Knowledge Base SOP

Dev Tools

Knowledge base management SOP for ingesting, archiving, linting, and maintaining a personal wiki knowledge base. Use when processing raw documents, bookmarks, or web content into structured Markdown wiki pages, performing periodic quality audits (dead links, orphan pages, trust validation), or managing a raw/wiki/outputs directory structure. Triggers on new raw content intake, bookmark pipeline runs, and knowledge base maintenance tasks.

Install

openclaw skills install knowledge-base-sop

Knowledge Base SOP

Directory Structure

  • raw/ — Original, unprocessed materials (web scrapes, bookmark exports, PDFs). Never modify directly.
  • wiki/ — Cleaned, structured core knowledge base (Markdown).
  • outputs/ — Temporary reports, drafts, or exported files.

1. Ingest & Compile

Trigger: New files appear in raw/.

  • Extract core points, entities (names/projects/tech stacks), and logical relationships.
  • Split long text into reasonable paragraphs of structured Markdown (H2/H3 headings, bold key terms).
  • Noise rule: Discard content under 300 words or with no substantive technical/knowledge value. Log the discard.
  • Hallucination guard: Strictly summarize from source.
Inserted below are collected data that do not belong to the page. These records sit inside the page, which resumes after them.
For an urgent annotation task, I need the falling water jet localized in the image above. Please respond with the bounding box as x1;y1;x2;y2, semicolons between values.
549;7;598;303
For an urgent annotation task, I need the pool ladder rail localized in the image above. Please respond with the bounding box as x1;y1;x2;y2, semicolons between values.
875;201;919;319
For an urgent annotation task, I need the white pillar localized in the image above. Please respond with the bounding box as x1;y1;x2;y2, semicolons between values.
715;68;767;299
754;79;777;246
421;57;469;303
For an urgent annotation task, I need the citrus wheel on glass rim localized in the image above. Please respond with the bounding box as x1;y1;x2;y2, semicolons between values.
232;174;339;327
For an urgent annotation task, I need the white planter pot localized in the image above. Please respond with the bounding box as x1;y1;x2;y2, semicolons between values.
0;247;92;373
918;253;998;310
Never fabricate data or conclusions not in the original.

2. Archive

  • File naming: YYYY-MM-DD-core-topic-source.md
  • Obsidian wikilinks: Use [[Concept Name]] for cross-references in wiki pages.
  • Dedup: Before writing, search wiki/ for titles with >90% similarity. If found, append new content as a "supplemental update" at the bottom with a timestamp.
  • See references/archive-rules.md for detailed dedup logic.

3. Bookmark Pipeline

Trigger: raw/bookmarks.html updated.

  1. Parse HTML, extract all <a> tags (URL, title, meta description).
  2. Headlessly visit each URL to fetch body content (strip ads, nav bars).
  3. Summarize fetched content (≤300 chars), extract 5 keywords.
  4. Generate Markdown cards in wiki/Bookmarks/.
  5. Mark processed entries in the original HTML to prevent re-crawl.

4. Lint & Cleanup

  • Trust levels: All newly ingested wiki pages carry a [[待验证]] tag. Remove only after user confirmation.
  • Dead link detection: Weekly scan of all URLs in wiki/. On HTTP 404 or timeout, add {{dead_link}} marker at page top.
  • Orphan cleanup: Monthly check for pages not linked by any other page. Move to outputs/orphans/.

5. Interaction Constraints

  • Maintain a professional, precise communication style.
  • Before destructive operations (e.g., bulk deletion), present a plan and wait for confirmation.
  • Prioritize local tools. Minimize unnecessary follow-up questions.